# Prepare a sci-kit grid-search / cross-val pipeline

### load data

In [1]:
import os
from google.colab import drive

drive.mount('/content/gdrive')
os.chdir('gdrive/My Drive/home/qminers')

Go to this URL in a browser: https://accounts.google.com/o/oauth2/auth?client_id=947318989803-6bn6qk8qdgf4n4g3pfee6491hc0brc4i.apps.googleusercontent.com&redirect_uri=urn%3Aietf%3Awg%3Aoauth%3A2.0%3Aoob&scope=email%20https%3A%2F%2Fwww.googleapis.com%2Fauth%2Fdocs.test%20https%3A%2F%2Fwww.googleapis.com%2Fauth%2Fdrive%20https%3A%2F%2Fwww.googleapis.com%2Fauth%2Fdrive.photos.readonly%20https%3A%2F%2Fwww.googleapis.com%2Fauth%2Fpeopleapi.readonly&response_type=code

Enter your authorization code:
··········
Mounted at /content/gdrive


In [0]:
import matplotlib.pyplot as plt
import pandas as pd
from qminers.utils import prepare_data_v1

prepare_data = prepare_data_v1

In [0]:
financial_df = pd.read_csv('data/sp500_2010_01_01-2014_07_31.csv')
calendar_df = pd.read_csv('data/econ_calendar.csv')

data_train_val, data_test = prepare_data(financial_df, calendar_df)

In [0]:
data_train_val = data_train_val.astype(float)

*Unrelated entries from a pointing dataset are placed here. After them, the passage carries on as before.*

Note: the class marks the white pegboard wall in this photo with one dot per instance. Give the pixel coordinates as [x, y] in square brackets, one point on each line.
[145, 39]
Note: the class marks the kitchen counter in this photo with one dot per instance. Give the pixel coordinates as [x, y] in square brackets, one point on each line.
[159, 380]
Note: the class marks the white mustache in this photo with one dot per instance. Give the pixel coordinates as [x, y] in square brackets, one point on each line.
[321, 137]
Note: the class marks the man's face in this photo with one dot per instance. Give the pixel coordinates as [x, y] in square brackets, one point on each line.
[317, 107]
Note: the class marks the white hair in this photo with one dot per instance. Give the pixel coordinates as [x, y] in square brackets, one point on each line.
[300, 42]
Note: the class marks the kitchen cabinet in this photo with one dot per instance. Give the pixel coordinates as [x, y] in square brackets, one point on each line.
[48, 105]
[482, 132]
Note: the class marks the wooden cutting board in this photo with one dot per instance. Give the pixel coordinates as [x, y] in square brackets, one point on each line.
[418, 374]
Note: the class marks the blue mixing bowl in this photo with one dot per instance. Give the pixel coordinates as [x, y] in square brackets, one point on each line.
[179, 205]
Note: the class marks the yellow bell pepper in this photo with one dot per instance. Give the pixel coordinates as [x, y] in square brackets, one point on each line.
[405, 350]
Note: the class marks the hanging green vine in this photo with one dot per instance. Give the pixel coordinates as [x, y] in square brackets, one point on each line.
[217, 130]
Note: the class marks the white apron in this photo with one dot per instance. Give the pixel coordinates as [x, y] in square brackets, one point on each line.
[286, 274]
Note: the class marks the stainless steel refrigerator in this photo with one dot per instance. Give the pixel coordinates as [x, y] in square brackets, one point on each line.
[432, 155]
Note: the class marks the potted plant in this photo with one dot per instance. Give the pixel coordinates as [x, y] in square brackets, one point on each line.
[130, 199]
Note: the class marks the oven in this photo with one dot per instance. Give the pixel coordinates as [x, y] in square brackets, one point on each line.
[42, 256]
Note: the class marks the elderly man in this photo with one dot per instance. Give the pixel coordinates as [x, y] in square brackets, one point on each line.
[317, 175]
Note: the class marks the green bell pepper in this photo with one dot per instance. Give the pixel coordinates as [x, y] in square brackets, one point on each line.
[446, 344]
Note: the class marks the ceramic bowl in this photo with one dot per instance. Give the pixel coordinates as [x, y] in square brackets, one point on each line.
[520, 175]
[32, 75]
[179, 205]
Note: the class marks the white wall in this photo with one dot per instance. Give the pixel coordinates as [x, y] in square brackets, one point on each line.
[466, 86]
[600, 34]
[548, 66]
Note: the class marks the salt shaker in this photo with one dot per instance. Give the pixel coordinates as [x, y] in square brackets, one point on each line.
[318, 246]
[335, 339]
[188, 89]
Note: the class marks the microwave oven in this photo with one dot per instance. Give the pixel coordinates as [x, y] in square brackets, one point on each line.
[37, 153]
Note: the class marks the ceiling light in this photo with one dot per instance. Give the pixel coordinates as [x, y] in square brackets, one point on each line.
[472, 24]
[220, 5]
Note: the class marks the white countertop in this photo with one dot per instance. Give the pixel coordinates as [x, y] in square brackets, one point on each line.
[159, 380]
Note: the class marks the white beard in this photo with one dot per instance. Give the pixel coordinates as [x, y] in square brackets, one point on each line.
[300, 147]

### prepare a custom cross-val split generator
- we want the cross-validation to be from a continuous time interval
- to make sure it doesn't overlap with training data

In [0]:
def split_generator(training_data, n_splits=5):
  n_folds = []
  fraction_size = training_data.shape[0] // n_splits
  
  for i in range(n_splits - 1):
    idx_start = i * fraction_size
    idx_end = (i + 1) * fraction_size
    
    fold = training_data.iloc[idx_start:idx_end]
    n_folds.append(fold)
   
  fold = training_data.iloc[idx_end:]
  n_folds.append(fold)

## Automated training & validation

In [0]:
from sklearn.linear_model import LinearRegression, LogisticRegression, Lasso, Ridge
from sklearn.model_selection import GridSearchCV


scaler, lin_regressor, transformer = None, None, None

estimators = [('rescale', scaler), ('lin_regressor', lin_regressor)]
estimators = Pipeline(estimators)

regr = TransformedTargetRegressor(regressor=estimators,
                                   transformer=transformer)

param_grid = {
    'regressor__rescale': [MinMaxScaler(), RobustScaler(), StandardScaler()],
    'regressor__lin_regressor': [LinearRegression(), Ridge()],
    'transformer': [MinMaxScaler(), RobustScaler(), StandardScaler()]
}

grid_search = GridSearchCV(
    cv=10,
    scoring=('r2', 'neg_mean_squared_error'),
    refit='r2',
    estimator=regr,
    param_grid=param_grid,
#     return_train_score=True)
    return_train_score=False)

In [111]:
grid_search.fit(data_train_val.iloc[:-1, :], data_train_val.iloc[1:, -1])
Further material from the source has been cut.